During the next half hour she then explains (dramatically) who the celebrities are.
("Sue Cook is the well loved television presenter." Well loved? Sue Cook? She's not disliked, I grant you, but would you put her in the same league as Norman Wisdom?)
She goes on to explain what the celebrities are about to do. She then explains (dramatically) what the celebrities are doing. She also reminds us (dramatically) what the celebrities have done. All very dramatic, all building up the tension, all speculating on what will happen next.
"Spider off of Coronation Street impressed with his tuna and cheese melt in the invention test, and he excelled in the professional kitchen. But will he be able to keep up this great form in the Final Test?
"Her out of Cash In The Attic had mixed reviews for her spaghetti hoops, and she struggled with the pressure of the professional kitchen. But will she be able to I don't know do better in the Final Test?" Etc.
It's easy to just ignore her rubbish narration, but if you actually take time to listen to what she is saying, really concentrate, you realise that she's just talking for the sake of talking. She adds nothing. There. Is. No. Need. For. Her. To. Be. There.
She's always been on it, it's just that I hadn't really noticed how annoying it was until it was pointed out to me. By my mother. It really riles Mickey's Ma. And now it really riles Mickey.
And how come all the programmes I like get cancelled and that's it, while the absolute rubbish which was Jericho has a few fanboys sending peanuts to some CBS executives and suddenly they're all, "ooh let us make you another seven episodes fanboys!"? And now I hear that the best television series ever, Battlestar Galactica, has only one series left. I just hope they do a reimagining of Galactica 1980 as a follow up series.
And SrAlan didn't fire that awful fame seeking want-to-be (as I like to call them), she pulled out herself just so she can get a story in the Daily Mail. Let's all agree from now on, if she's ever on television again (and she will be) we all just turn over.
Oh, and well done Sky for taking Prison Break from Channel five. Once again you take anything half decent away from free to air television and force people to pay for your damn dish. "This edge-of-the-seat drama is the perfect addition to our must-see slate of US programming." says David Smyth, head of acquisitions at Sky One. Does your mother know what you do for a living, Smyth? Can you look your children in the eye, Smyth? Can you?? Smyth??

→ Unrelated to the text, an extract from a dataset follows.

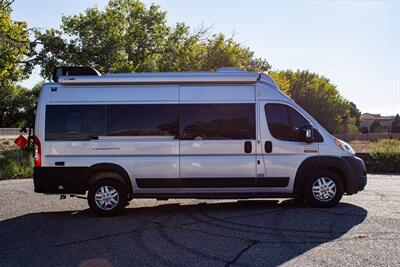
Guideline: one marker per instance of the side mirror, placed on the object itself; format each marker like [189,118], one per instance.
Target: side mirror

Here's my television viewing from the night before:
- The Apprentice and The Apprentice You're Fired - So farewell Lohit. You were my tip (based purely on appearances, remember) for winning this year's series. Though I knew that you would never win once you opened your mouth, it was always good to see you progress further than Davie's and friend of Mickey and Davie's TV Rant, GP's tips. This means that I win the tile with a picture of a chimpanzee sitting on the toilet and holding a banana, which was mine in the first place and which I wouldn't have given away had I lost.